PecanProject / pecan

The Predictive Ecosystem Analyzer (PEcAn) is an integrated ecological bioinformatics toolbox.
www.pecanproject.org
Other
199 stars 230 forks source link

Implementing multi-run workflows #869

Open ghost opened 8 years ago

ghost commented 8 years ago

For the work I'm doing, we need to automate doing similar PEcAn runs at many different sites. As I understand, there's a general interest in building this capability into PEcAn—essentially, having a new master workflow that triggers multiple related workflows in an intelligent way. @mdietze and I have discussed this offline a bit, and I wanted to elicit additional feedback here. I left out a lot of details and this still grew into a pretty big post, so apologies in advance for that...

Settings

I'm planning that we'd still have a single settings XML file for a multi-run workflow. First we'll need to separate out some non-run-specific settings from the run block, per GH-212. Then we can encasuplate multiple run blocks under a new runs (or runlist?) tag.

Changes to the workflow

There are some parts of the existing workflow.R that only need to be run once, even when initiating a multi-run workflow, including:

I think the rest (CONFIG, MODEL, OUTPUT, ENSEMBLE, SENSITIVITY, PDA) is conceptually run-specific.

So, the idea is that the master workflow would get set up, read in the settings file, and do the meta-analysis in about the same way it currently does.
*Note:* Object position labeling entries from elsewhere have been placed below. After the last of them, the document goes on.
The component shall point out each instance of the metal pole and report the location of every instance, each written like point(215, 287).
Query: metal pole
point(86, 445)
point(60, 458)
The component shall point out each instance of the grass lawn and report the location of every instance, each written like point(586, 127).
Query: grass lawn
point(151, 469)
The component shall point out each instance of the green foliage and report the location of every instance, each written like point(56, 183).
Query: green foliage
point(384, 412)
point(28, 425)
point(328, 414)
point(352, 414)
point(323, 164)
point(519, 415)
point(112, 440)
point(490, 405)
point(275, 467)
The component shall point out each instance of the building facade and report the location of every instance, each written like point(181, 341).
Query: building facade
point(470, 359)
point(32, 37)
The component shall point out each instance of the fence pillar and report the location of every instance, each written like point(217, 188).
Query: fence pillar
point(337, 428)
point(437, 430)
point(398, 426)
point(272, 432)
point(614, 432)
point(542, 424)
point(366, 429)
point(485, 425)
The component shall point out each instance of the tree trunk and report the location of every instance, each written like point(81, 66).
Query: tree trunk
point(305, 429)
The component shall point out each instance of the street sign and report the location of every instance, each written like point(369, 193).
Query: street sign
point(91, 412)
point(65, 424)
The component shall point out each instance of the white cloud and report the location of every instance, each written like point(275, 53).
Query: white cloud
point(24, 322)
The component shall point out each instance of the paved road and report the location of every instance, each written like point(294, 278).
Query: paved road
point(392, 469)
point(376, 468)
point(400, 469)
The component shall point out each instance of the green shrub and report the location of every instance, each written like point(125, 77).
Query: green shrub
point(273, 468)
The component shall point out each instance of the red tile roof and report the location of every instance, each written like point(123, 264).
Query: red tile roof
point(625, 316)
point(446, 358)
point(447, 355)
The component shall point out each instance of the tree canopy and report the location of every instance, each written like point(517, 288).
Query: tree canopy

Then it would prepare settings objects for each run, and loop over these to perform the run-specific steps.

I'm not currently thinking about any grand meta-results-collection/analysis scheme. I just want the workflow to trigger all the runs. But obviously there are cool options for analyzing/displaying results from e.g. multiple sites run in a single workflow.

Directory structure

I'm assuming the master settings object will specify a main output directory, and then individual workflows will send all results to subdirectories. So I would propose replacing the "run" and "out" directories specified under host with a single "workflow.directory" entry. Then we can add a run.name tag under run to be used for naming a run-specific subdirictory within the workflow dir. "run" and "out" directories can go in there.

An alternative is to have master run/out directories (still specified under host), and put run-specific subdirs in each. This strikes me as somewhat less future-proof, but it would preserve the ability to keep "out" and "run" on separate drives (which I assume is why there are two directories under host rather than just one?).

Turn workflow.R into workflow(...)

I was thinking this and other tasks would be made easier by converting the current workflow script into a function. Initially it could simply take a settings object or path to an xml file as an argument, basically like the script does now. But we could also do things like add boolean arguments to turn on/off modules (overriding what's in the settings object—I thought this might be handy for testing). In offline discussions Mike and I had some of the same ideas about ultimately wanting the workflow to be very modular. I thought functionalizing it was a good first step (and had some specific details in mind that would be useful to me for the current work), though he wasn't so sure. Perhaps this belongs in a separate issue, but thought I'd mention it here.

Job management

Finally, since the meta-workflow is going to call potentially many individual workflows and each of those could require potentially many model runs, some thought needs to go into how to manage the jobs. Obviously we don't want to just run the individual workflows sequentially. On the other hand, running them completely in parallel is probably a bad idea too—even if all the model runs are getting farmed out to a cluster where they're handled by a queue, you'd still have a process for each workflow running on the main machine setting up jobs, waiting for them, etc.

Again, maybe a separate issue (apparently related to some tricks of @robkooper's for batching SA/EA runs on geo?), but getting the ball rolling here...

dlebauer commented 8 years ago

Brainstorming a few of the use cases:

rykelly commented 7 years ago

I have a rough version of multi-site PEcAn working here. A couple of notes are below. Comments welcome but this is really just a brain dump / progress report. Feel free to wait until I get things cleaned up a bit.

github-actions[bot] commented 4 years ago

This issue is stale because it has been open 365 days with no activity.